Dieter drifts behind you, letting Libby pull ahead of him as he makes his way to the kitchen. Ego slightly bruised by the reception he received. Even if he hadn't wanted to meet you, argued against it, it was insulting the way you had just hurled 'fuck you Bravo' at him and slammed the fucking door in his face. Plenty of people would want to be with him, had tried to convince Libby they were his soulmate, and he was stuck with someone who fucking hated him. "Are we sure?" He asks Libby again when he makes it into the kitchen, looking over at you where you were putting the flowers in a vase and watering them.
Libby sighs, short and staccato like a hrrumph and nods slightly. “Her sister-in-law is the one who contacted us,” she admits quietly. A fact that she had considered need-to-know for Dieter before this. “We’ll spin this and make it work, Dee. I promise.”
“What do you want from me?” You can hear them whispering - he might be quiet but she’s too forceful for that - and frown again as you pull three clean coffee mugs and the sugar bowl out of the cupboard. “Why look now. What’s the angle?”
"I'm ready to settle down." Dieter quips, the comment sounding more like a question than a statement and he watches your back while you pour coffee, something he would sell his fucking soul for right now since he can't have a little toot like he really wants. "Why didn't you?" He asks. "Look for me. Or you know, get in contact with me since you obviously knew."

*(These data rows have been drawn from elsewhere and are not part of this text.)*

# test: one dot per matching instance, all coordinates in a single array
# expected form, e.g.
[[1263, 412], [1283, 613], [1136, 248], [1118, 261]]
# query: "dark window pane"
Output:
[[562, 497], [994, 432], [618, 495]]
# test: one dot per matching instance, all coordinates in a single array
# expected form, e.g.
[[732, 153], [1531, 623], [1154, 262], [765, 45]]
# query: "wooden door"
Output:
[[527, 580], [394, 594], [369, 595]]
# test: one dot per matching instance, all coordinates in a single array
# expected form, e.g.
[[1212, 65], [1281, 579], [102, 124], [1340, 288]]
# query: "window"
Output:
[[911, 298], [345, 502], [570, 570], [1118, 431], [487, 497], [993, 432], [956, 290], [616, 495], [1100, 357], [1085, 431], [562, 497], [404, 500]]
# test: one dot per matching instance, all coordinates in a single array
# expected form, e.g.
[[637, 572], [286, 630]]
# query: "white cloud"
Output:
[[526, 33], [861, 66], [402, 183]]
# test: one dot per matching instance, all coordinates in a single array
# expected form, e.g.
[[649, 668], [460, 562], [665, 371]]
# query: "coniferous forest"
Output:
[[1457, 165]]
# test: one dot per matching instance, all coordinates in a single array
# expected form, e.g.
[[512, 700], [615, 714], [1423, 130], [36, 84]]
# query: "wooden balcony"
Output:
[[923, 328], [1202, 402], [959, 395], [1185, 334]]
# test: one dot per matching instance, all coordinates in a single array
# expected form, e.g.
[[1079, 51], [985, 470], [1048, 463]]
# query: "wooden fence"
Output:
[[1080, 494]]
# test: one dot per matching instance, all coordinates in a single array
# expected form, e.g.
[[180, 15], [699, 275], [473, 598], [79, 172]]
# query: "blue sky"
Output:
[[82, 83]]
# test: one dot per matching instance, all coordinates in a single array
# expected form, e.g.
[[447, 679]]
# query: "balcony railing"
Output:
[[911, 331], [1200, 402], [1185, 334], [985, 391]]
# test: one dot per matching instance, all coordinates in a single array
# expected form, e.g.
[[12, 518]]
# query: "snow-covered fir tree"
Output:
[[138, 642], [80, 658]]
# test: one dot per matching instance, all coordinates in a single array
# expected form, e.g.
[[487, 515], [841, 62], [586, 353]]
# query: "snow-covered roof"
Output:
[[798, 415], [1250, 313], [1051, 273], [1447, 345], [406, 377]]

Annoyed at the implication that you’re in the wrong for leaving him alone, you pull open the button at the cuff of your shirt and tug the fabric up to reveal the ludicrously oversized triangle tattoo that he put on your arm. The first time he or anyone beside Steph has seen the marks on your skin in years. “It was impossible not to know. But you seemed to be perfectly content in the life you’ve been living and I have no desire to be reduced to tabloid fodder for the rest of my life, so I kept my mouth shut. No one knows except Steph and my parents. I keep my marks covered.” As if to prove it, you rebutton your sleeve before setting all the things they’ll need for coffee in front of them. “My niece doesn’t even know I have tattoos.”
"They aren't that bad." Dieter scoffs, shaking his head and crossing his own arms, sleeves rolled up to show off the tattoos and the assortment of bracelets that he insisted pulled the outfit together and made it interesting rather than boring. "You even cover up the hand tattoo." He huffs when he spots your left hand.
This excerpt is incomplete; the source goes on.